展示の作品は一つ一つにキャプションがついているわけではなく、入り口で配布しているパンフレットに情報が詳しくありました。それらを読んでみると、巨大な鉄の作品の壁に掲示されているサビのついた紙のはこの作品を写しとったものなのだそうです。巨大な鉄をそのまま写しとるのですから、当然紙も巨大です。わたしの身長よりもはるかに大きくて、わたしの横幅よりもやや大きい。その巨大な紙一つ一つにはやはりうねがありサビがこびり付いている。失われていく作品の単なる身代わりの拓ではなくて、新たに生命を宿した作品でした。

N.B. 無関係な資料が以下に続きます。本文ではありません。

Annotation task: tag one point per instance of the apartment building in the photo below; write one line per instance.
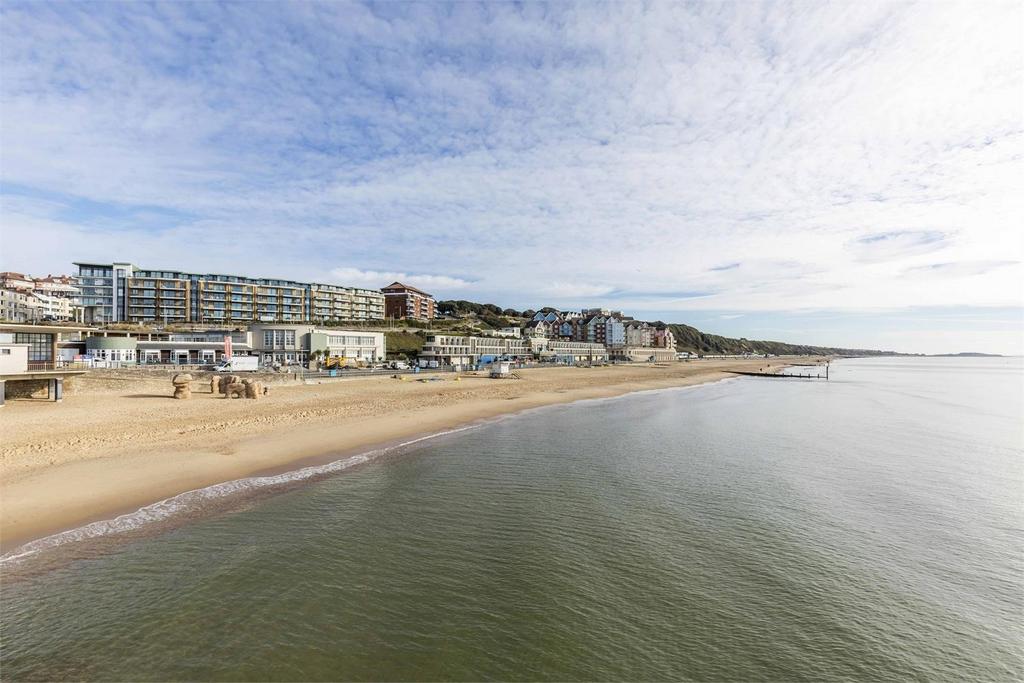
(122, 292)
(404, 301)
(639, 334)
(607, 331)
(27, 299)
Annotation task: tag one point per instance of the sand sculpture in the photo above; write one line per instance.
(182, 386)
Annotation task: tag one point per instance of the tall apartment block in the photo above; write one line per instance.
(404, 301)
(122, 292)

アーティストトークでは作家ご本人の作品への向き合い方をお話しされていました(と思います)。
わたしは芸術家と呼ばれる人たちは大きく分けて2つあると思っています。片方は自分を外に発信していく人、もう片方は自分の奥に奥に入り込んで行く人です。栗木さんはどうも後者のような気がします。自分の作品に言葉を必要としておられないように感じたからです。ともかく難解。こうかもしれないと思った自分の予想は栗木さんの中では当たり前に全く違うものなのです。だから、良い。

溶接の時はさぞかし鉄臭いだろう、三十六時間かけて煮こんだ新聞もさぞかし強いインクのにおいだったろう。そうした一つ一つの経験を全部うちに秘めてひっそりとある作品は、とても愛おしいものでした。

2023.6/25まで開催中です。